Any suggestions gratefully accepted.  Thanks for reading, Paul


  • marshmellomarshmello Posts: 683

    Hi Paul - your link doesnt work !!

  • Paul

    The only way to straighten the tree is to wait until October and dig underneath the "high side" of the root ball to undermine it and then pull it straight.  Sounds dramatic and it may well loose a third of its roots but it is a willow and you need to try harder than that to kill them.  To minimise the risk of disease in the roots that you break make a clean cut into undamaged tissue before you re-fill the hole.   

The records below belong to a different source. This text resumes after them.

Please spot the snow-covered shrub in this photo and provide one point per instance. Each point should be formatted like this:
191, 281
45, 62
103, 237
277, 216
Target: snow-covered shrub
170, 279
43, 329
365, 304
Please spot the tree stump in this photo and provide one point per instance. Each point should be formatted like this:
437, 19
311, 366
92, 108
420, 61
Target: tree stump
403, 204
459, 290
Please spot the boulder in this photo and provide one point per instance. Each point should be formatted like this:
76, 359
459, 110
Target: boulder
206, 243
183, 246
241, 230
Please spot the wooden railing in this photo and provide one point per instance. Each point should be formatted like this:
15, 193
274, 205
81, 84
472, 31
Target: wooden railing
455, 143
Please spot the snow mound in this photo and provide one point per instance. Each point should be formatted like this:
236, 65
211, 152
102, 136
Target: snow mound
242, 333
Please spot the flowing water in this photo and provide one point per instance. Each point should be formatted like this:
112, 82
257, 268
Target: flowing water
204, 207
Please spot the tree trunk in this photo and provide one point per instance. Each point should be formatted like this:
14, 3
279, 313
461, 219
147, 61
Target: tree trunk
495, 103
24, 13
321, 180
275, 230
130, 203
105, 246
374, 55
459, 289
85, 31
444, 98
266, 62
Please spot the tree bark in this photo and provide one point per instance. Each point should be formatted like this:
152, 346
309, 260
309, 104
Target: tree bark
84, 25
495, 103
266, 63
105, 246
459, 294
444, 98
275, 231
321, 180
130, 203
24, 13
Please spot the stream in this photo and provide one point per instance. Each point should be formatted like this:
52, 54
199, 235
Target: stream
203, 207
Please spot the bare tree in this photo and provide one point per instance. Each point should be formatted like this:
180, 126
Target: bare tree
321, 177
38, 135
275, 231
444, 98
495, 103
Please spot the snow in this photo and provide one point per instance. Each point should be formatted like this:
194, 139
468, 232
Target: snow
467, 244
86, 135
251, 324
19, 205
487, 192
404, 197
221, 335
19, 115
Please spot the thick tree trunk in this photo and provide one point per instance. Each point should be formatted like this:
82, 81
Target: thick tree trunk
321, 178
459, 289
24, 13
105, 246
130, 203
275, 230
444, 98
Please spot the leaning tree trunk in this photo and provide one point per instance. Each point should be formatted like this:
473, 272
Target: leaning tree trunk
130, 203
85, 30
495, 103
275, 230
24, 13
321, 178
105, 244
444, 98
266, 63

  • Paul NPaul N Posts: 303

    I agree Ron. Paul needs to look up TIRFOR JACK. After digging a small trench on the 'high side' (ie the right side in the image) and cutting through a few roots, a stake needs to be hammered deeply into the ground and tree and stake connected to the tirfor jack. Then the tree can be winched into a vertical position. He will also need to insert a couple of poles on the low side to prevent the tree from slowly creeping back to it's original position. 

  • Paul SPaul S Posts: 2

    Hi Ron & Paul, thank you both very much for the advice.  I'll have a read up on Tirfor Jacks, but leave it till later in the year.

    marshmello, not sure why the link doesn't appear to be live but it copies and pastes ok, thanks for picking it up image

    Thanks again, Paul

  • I'm glad this has come up, as we have a Kilmarnock (weeping) Willow with the same problem. It's been fine for several years but this year it's leaning right over and seems a bit unstable. I'll save the tips given here (thanks guys!) and tackle it in the autumn if it survives that long.